The city of Damascus is in the news as the state police have been called in to determine if the town is a speed trap.
Damascus is bisected by the Van Buren County line, with half the city in Faulkner County, the other half in Van Buren County.
Cody Highland, 20th Judicial District Prosecuting Attorney sent a letter Monday, June 20, to state police director William Bryant requesting the investigation. The investigation is permitted per the Arkansas “Speed Trap” Statute which allows an audit of cities accused of being speed traps.
“We received complaints from citizens and communication from the city itself who welcomed the investigation to reach a definitive determination on the issue. The outcome will be driven by the numbers gathered by the Arkansas State Police when plugged into the formula set out in state law. The public policy underlying the “speed trap law” is to ensure we keep the focus on public safety and away from simply creating another revenue stream for municipalities,” Highland stated.
Damascus City Attorney Beau Wilcox said the investigation is an opportunity to bring several factors into the light. Both he and Highland, and others, get repeated phone calls as motorists complain about Damascus speeding tickets. The investigation is “… the only way to put this to bed,” he said.
Wilcox did express dismay over various journalism outlets sensationalizing Highland’s request for investigation, including one of which making light of a “$2 million in revenue” figure. The $2 million, Wilcox said, reflected several years of ticket revenue, a fact left out in that outlet’s reporting and instead sensationalizing the million figure.
The investigation, however, has its own problems, both to some vagueness in the way the legislation regarding speed traps is written, and in the unique position of Damascus in writing tickets for speeding, he said. On one hand the numbers are straight-forward, and when cities are investigated red flags are raised of tickets are being written for vehicles travelling less than 10 mile per hour over the speed limit. Wilcox did not see a problem here, as tickets will show being written for cars going 15 or more mile per hour over the speed limit, he said.
The second point, however, is where potential for confusion exists, as the investigation looks at how much traffic tickets generate in city revenue, an accounting exercise. This would include tickets for things other than speeding, which in turn is a measure of traffic revenue as a speed trap, but speeding as only one of the ways revenue from tickets is generated. As such there are “arguable margins in the statute,” Wilcox said.
In the case of Damascus the revenue portion is made complex simply by its nature of a town, Wilcox said. First is the revenue sources in Damascus. Its water system, he points out, is a major revenue producer for the city. A second revenue generator has been the city’s tax base, which is growing as more business’s open, he said.
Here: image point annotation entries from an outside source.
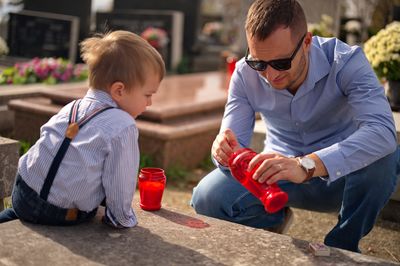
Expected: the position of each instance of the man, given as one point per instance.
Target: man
(331, 138)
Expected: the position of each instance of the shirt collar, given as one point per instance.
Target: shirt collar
(101, 96)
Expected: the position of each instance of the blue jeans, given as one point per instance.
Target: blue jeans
(29, 207)
(358, 198)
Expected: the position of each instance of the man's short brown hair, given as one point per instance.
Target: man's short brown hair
(120, 56)
(265, 16)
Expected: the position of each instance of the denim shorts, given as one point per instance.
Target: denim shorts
(29, 207)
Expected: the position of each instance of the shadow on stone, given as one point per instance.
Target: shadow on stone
(182, 219)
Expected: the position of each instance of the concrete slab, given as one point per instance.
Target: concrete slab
(176, 131)
(165, 237)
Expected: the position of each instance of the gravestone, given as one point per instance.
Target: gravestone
(77, 8)
(190, 8)
(138, 20)
(39, 34)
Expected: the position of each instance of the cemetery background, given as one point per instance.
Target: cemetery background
(217, 35)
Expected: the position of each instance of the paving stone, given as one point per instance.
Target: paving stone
(165, 237)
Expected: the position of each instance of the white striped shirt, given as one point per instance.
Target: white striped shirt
(101, 161)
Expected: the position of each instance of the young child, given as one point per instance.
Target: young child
(89, 151)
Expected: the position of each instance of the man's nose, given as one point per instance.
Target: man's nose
(271, 73)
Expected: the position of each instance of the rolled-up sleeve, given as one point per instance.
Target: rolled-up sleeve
(120, 175)
(375, 136)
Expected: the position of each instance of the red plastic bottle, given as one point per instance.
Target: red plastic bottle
(272, 197)
(151, 187)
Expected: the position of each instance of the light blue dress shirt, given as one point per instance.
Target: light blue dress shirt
(340, 112)
(101, 161)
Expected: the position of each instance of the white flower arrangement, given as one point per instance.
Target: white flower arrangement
(3, 47)
(383, 52)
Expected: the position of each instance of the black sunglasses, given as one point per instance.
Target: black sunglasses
(278, 64)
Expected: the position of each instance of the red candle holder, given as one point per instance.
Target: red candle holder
(271, 196)
(151, 187)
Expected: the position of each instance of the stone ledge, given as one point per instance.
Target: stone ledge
(165, 237)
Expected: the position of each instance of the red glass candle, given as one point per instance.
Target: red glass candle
(151, 187)
(272, 197)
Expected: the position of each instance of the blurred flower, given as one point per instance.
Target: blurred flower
(3, 47)
(383, 52)
(46, 70)
(155, 36)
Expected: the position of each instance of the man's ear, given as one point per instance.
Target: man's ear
(117, 90)
(308, 38)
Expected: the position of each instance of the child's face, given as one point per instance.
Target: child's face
(135, 100)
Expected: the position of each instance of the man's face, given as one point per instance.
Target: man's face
(279, 45)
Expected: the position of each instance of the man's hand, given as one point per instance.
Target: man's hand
(223, 146)
(274, 167)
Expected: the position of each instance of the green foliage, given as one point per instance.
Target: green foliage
(383, 52)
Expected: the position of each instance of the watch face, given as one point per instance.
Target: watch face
(308, 163)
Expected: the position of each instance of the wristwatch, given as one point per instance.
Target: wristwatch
(308, 165)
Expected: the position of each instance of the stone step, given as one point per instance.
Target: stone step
(9, 155)
(390, 212)
(165, 237)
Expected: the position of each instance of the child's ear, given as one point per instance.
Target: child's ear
(117, 90)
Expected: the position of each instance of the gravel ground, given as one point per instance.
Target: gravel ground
(383, 241)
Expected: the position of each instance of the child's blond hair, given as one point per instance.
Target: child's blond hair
(120, 56)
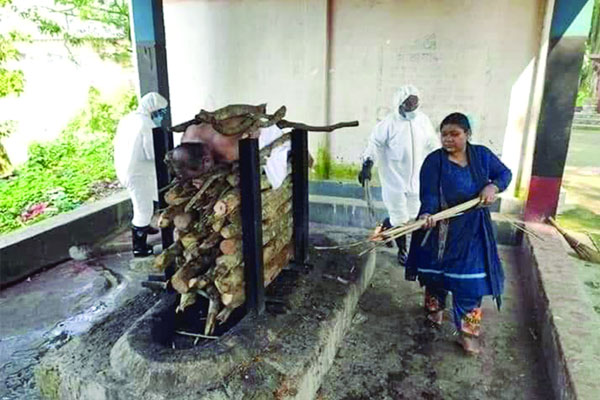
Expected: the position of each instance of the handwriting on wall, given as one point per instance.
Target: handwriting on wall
(450, 77)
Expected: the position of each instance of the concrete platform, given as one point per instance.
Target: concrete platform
(273, 356)
(568, 324)
(391, 353)
(47, 242)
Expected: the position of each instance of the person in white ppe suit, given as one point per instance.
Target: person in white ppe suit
(134, 164)
(399, 143)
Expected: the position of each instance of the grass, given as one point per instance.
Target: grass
(60, 175)
(582, 184)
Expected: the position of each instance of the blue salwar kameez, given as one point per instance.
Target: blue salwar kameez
(459, 255)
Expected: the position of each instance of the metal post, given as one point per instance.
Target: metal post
(150, 48)
(252, 225)
(568, 32)
(300, 195)
(163, 142)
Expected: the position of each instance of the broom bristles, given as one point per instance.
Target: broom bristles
(582, 250)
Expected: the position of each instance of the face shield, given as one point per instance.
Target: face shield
(158, 116)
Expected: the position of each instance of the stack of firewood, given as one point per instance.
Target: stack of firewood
(207, 253)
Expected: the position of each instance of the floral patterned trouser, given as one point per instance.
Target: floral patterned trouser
(465, 310)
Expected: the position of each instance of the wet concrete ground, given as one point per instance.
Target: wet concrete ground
(51, 307)
(391, 353)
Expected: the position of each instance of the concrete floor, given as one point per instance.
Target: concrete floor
(391, 353)
(54, 306)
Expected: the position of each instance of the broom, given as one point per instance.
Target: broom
(380, 238)
(584, 251)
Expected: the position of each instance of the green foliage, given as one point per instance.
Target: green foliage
(325, 169)
(322, 166)
(6, 128)
(592, 47)
(113, 43)
(580, 219)
(11, 81)
(61, 173)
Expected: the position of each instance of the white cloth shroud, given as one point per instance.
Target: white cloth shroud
(276, 165)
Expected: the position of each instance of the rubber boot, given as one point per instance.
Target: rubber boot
(402, 253)
(387, 225)
(140, 247)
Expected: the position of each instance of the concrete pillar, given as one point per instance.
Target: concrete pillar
(569, 30)
(151, 53)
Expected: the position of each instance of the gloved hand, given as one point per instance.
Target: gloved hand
(365, 173)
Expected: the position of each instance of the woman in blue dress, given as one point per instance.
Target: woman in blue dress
(458, 255)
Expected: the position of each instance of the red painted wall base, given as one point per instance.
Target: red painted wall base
(542, 200)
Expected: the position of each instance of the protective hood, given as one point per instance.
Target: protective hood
(401, 95)
(151, 102)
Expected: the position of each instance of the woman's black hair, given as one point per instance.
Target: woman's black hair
(457, 119)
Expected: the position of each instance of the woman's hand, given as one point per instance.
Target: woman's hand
(429, 222)
(488, 194)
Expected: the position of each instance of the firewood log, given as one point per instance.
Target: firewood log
(224, 315)
(185, 301)
(271, 228)
(166, 218)
(214, 306)
(230, 271)
(184, 221)
(207, 184)
(177, 195)
(180, 281)
(228, 203)
(168, 256)
(234, 295)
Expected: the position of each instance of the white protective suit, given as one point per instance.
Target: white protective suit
(134, 157)
(399, 146)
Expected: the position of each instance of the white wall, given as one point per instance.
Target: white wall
(474, 56)
(56, 90)
(467, 56)
(223, 52)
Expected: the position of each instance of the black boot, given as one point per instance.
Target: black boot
(387, 225)
(140, 247)
(402, 253)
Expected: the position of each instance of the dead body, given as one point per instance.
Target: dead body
(201, 148)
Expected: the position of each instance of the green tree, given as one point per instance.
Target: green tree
(111, 37)
(588, 75)
(12, 82)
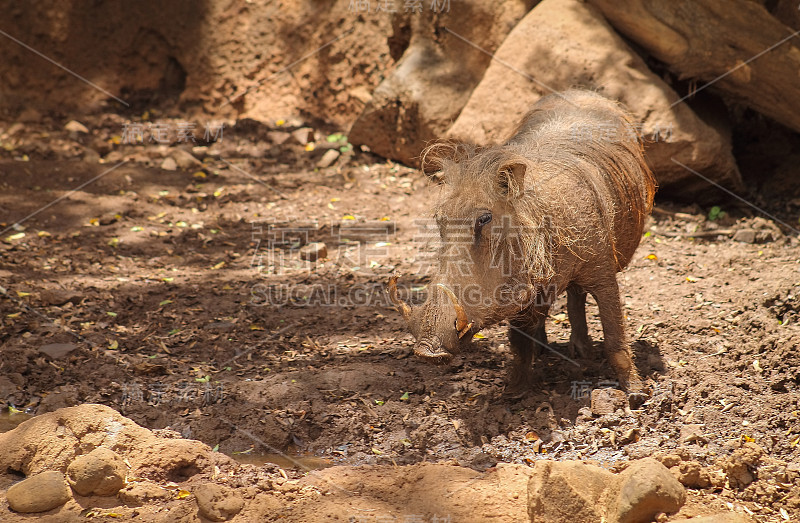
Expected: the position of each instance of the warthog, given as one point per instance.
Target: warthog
(560, 206)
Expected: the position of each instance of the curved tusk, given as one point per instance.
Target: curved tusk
(463, 325)
(430, 348)
(402, 306)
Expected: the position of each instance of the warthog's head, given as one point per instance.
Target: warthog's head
(493, 249)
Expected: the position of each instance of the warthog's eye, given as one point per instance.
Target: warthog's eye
(482, 220)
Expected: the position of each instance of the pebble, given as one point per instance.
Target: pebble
(328, 159)
(74, 126)
(217, 502)
(101, 472)
(607, 401)
(169, 164)
(57, 350)
(745, 236)
(303, 135)
(314, 251)
(39, 493)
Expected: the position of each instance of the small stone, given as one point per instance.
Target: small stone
(670, 460)
(314, 251)
(278, 137)
(90, 155)
(303, 135)
(692, 433)
(39, 493)
(57, 350)
(740, 466)
(691, 474)
(100, 472)
(328, 159)
(169, 164)
(646, 488)
(607, 401)
(567, 491)
(722, 517)
(139, 493)
(745, 236)
(74, 126)
(200, 151)
(217, 502)
(185, 160)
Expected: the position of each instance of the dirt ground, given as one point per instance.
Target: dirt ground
(180, 299)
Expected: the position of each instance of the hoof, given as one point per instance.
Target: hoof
(437, 356)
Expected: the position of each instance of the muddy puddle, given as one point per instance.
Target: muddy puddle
(285, 461)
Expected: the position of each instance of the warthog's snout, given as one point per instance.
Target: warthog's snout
(436, 326)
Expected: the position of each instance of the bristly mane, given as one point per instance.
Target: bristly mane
(611, 165)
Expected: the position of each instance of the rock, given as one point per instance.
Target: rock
(566, 43)
(139, 493)
(74, 126)
(39, 493)
(53, 440)
(692, 433)
(217, 502)
(745, 236)
(303, 135)
(433, 79)
(739, 30)
(60, 296)
(328, 159)
(278, 137)
(577, 492)
(646, 488)
(7, 387)
(607, 401)
(57, 350)
(740, 466)
(691, 474)
(90, 155)
(185, 160)
(722, 517)
(670, 460)
(58, 399)
(169, 164)
(314, 251)
(567, 491)
(100, 472)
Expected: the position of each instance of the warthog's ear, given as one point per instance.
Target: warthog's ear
(511, 178)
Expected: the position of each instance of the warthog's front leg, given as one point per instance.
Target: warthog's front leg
(526, 335)
(615, 343)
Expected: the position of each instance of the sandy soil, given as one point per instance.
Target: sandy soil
(179, 298)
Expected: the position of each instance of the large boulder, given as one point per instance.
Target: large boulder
(566, 43)
(56, 440)
(444, 61)
(735, 46)
(574, 491)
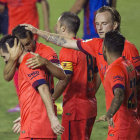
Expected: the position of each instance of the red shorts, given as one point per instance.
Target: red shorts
(36, 139)
(75, 129)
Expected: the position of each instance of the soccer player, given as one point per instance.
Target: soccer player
(3, 19)
(120, 90)
(106, 19)
(90, 8)
(26, 38)
(25, 11)
(78, 88)
(38, 119)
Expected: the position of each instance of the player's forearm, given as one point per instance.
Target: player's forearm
(55, 70)
(9, 70)
(47, 99)
(59, 88)
(2, 7)
(116, 102)
(58, 40)
(97, 81)
(114, 3)
(46, 14)
(77, 7)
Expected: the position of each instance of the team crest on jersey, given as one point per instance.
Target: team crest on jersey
(118, 77)
(67, 66)
(33, 74)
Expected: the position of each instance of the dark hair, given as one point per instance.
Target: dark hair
(114, 42)
(7, 39)
(21, 32)
(71, 20)
(114, 13)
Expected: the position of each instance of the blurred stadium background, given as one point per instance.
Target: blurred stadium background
(129, 11)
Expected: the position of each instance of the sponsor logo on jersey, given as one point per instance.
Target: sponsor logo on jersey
(118, 77)
(33, 74)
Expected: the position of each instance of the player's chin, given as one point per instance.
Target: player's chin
(101, 35)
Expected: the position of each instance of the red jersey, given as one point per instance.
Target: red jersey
(34, 119)
(48, 53)
(22, 11)
(121, 74)
(79, 100)
(94, 47)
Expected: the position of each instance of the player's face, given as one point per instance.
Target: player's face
(59, 28)
(104, 23)
(104, 53)
(28, 43)
(5, 56)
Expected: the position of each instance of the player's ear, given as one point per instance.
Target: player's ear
(63, 28)
(115, 25)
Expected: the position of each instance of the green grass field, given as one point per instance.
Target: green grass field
(129, 28)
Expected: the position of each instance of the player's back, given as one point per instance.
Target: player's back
(79, 95)
(130, 101)
(34, 119)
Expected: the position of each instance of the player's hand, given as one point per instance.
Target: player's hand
(16, 50)
(30, 28)
(57, 128)
(2, 7)
(16, 126)
(105, 118)
(36, 61)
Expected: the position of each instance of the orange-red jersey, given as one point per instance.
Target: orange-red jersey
(121, 74)
(22, 11)
(79, 100)
(34, 119)
(94, 47)
(45, 52)
(48, 53)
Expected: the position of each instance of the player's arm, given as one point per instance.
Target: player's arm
(47, 99)
(16, 127)
(46, 13)
(115, 105)
(114, 3)
(10, 66)
(77, 6)
(53, 38)
(116, 102)
(2, 7)
(97, 81)
(54, 69)
(60, 86)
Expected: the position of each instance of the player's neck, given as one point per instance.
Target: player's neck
(21, 57)
(112, 59)
(70, 35)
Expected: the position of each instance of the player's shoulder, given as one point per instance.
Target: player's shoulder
(44, 47)
(97, 40)
(68, 54)
(129, 44)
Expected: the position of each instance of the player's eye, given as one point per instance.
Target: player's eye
(28, 43)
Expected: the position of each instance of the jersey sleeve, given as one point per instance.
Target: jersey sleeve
(49, 53)
(35, 77)
(68, 58)
(116, 78)
(3, 1)
(131, 53)
(90, 46)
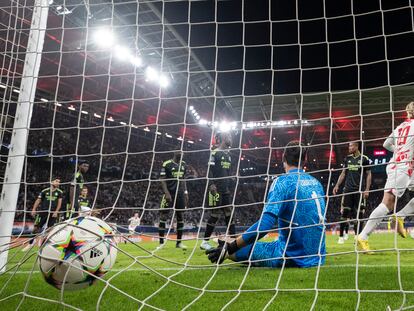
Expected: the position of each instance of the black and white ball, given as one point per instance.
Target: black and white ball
(76, 252)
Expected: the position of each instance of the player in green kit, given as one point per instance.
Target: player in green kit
(46, 209)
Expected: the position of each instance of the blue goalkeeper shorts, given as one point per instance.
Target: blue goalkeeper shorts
(264, 254)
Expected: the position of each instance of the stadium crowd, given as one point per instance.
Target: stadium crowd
(123, 175)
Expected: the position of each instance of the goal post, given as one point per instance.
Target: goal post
(20, 133)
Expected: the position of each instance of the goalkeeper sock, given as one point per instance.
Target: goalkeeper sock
(231, 226)
(407, 210)
(211, 223)
(161, 231)
(374, 219)
(341, 229)
(180, 228)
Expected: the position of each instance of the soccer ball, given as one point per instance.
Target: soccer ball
(77, 251)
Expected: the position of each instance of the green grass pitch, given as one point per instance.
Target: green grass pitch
(178, 279)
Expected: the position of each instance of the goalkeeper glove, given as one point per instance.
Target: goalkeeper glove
(219, 254)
Second is simple the way look at Damascus as being or not being a speed trap not just by statutory measures, but by intent.
Any number of people look at the city and report having driven through it for years and never having gotten a ticket. But others, calling “speed trap,” are those who have made as few as one trip through the town and gotten a speeding ticket. But this, Wilcox said, is to miss the big picture. Highway 65 runs through Damascus five lanes wide, with highways intersecting it in town, plus business’s along its path, and open highway north and south of town, and with no stoplights in town. Slowing down in Damascus is simply a matter of safety for others on the road and not especially encouraged by the highway running through it.
Still, critics point out the Greenbrier, the next town to the south, doesn’t write as many speeding tickets. This despite Greenbrier getting the same traffic, including just-off-the Interstate tourists on their way to, for example, Branson, Missouri.
This is a false calculation, Wilcox said. First of all Greenbrier is a much larger town and has a range of traffic lights, all of which impact traffic flow. Making it is unfair to use a town’s size in its measure as a speed trap, Wilcox said.
Regardless of the gray areas in the statute, both the mayor and city council of Damascus are in favor of the audit, Wilcox said.